Other students who showed they are 13 going on 30 were the monthly merit total winners! Each month, these students work hard in lessons to achieve the highest merits for their house. On Friday, I had the great pleasure of finding them in their lessons to give them their certificates and badges. And the winners were…
Emma Boaler was our Year 7 Turing winner. Emma was in Art creating watercolour interpretations from the artist Adrienne Craddock.
Another winner was Year 10 Amy Berry in Rylands, who I found in English enjoying reading and watching J.B. Priestly's enigmatic morality play, 'An Inspector Calls'. Mrs Rowley explained that the class were exploring Marxist and Feminist theory within the play.
The winner for Whitworth was Emily Foster in Year 8. Emily was in Maths with Mrs Beattie, where the class were working on volume and surface area of 3D shapes, starting with cubes but leading onto triangular prisms that required pupils to recognise the need to use Pythagoras Theorem.
Pankhurst winner was Tanzeela Choudhury in Year 8, who was in English.
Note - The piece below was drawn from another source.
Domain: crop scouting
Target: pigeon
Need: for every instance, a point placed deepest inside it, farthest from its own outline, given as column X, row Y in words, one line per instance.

Miss Cuttress sent me these pictures of her amazing written work.
Year 10 Lowry winner was Imogen West who was in geography working on understanding the causes of desertification, which is building knowledge to answer a GCSE exam question in preparation for an end of unit 'hot deserts' test.
Whilst in the Foxland Tower, I popped in to Miss Tunnell’s Year 8 English lesson, where the class were working on improving their persuasive writing. On Friday, they were redrafting a piece of persuasive writing where they had to argue their point of view on whether bullies should be excluded or allowed to stay in school. Miss Tunnell told me: “We have worked on improving vocabulary, sentence types and persuasive techniques such as rhetorical question, triplets and emotive vocabulary. Today they were applying individual targets to their writing, which will get a GCSE level.”
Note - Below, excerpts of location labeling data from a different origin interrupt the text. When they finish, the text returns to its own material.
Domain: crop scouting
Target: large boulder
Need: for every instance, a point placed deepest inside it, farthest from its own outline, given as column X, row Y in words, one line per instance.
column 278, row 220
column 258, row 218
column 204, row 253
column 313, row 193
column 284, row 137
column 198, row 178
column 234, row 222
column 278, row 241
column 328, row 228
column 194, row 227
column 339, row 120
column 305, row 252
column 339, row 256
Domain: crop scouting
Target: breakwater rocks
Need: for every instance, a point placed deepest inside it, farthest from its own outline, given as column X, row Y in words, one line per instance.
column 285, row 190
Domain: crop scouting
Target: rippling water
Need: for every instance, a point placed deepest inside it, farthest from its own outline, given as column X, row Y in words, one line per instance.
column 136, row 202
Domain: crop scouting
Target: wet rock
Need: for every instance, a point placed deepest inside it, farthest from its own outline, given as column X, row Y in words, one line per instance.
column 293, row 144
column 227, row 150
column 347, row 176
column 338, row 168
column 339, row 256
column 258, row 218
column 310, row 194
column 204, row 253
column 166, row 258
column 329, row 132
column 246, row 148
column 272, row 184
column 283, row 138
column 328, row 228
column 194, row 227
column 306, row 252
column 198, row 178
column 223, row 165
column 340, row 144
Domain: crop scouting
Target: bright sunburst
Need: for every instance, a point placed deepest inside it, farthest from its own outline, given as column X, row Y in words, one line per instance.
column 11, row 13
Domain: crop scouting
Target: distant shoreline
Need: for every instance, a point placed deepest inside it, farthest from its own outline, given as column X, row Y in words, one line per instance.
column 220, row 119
Well done to Callum Preston, Caden Thompson and Ellie Maddocks who confidently read out to me their pieces of persuasive writing.
Photos: Bethan Holmes and Ben Lennon
Finally, I went looking for Gaskell winner, Charlie Lund in Year 8. Charlie wasn’t in English with Ms Daley’s class, where they were responding to the teacher’s marking by redrafting their persuasive writing milestone, then highlighting their improvements. Instead, I found Charlie in the Library carrying out an assessment.
Charlie was being supervised by our Librarian Mr Carr who told me that Charlie was one of the first students to approach him in September to be a student librarian, and since then her enthusiasm has remained second to none. Mr Carr said: “She spends most of her breaks in our library, filing paperwork away, processing resource loans, tidying Mr Carr’s desk (!) and pretty much keeping me on my toes!”
When it isn't her shift, she can usually be found quietly reading, and always with a huge smile on her face. A definite asset for the library.
Wow! What a snapshot of a typical day at Kingsway! Lots of great learning going on - learning for the foundations of an amazing future - whatever that may be!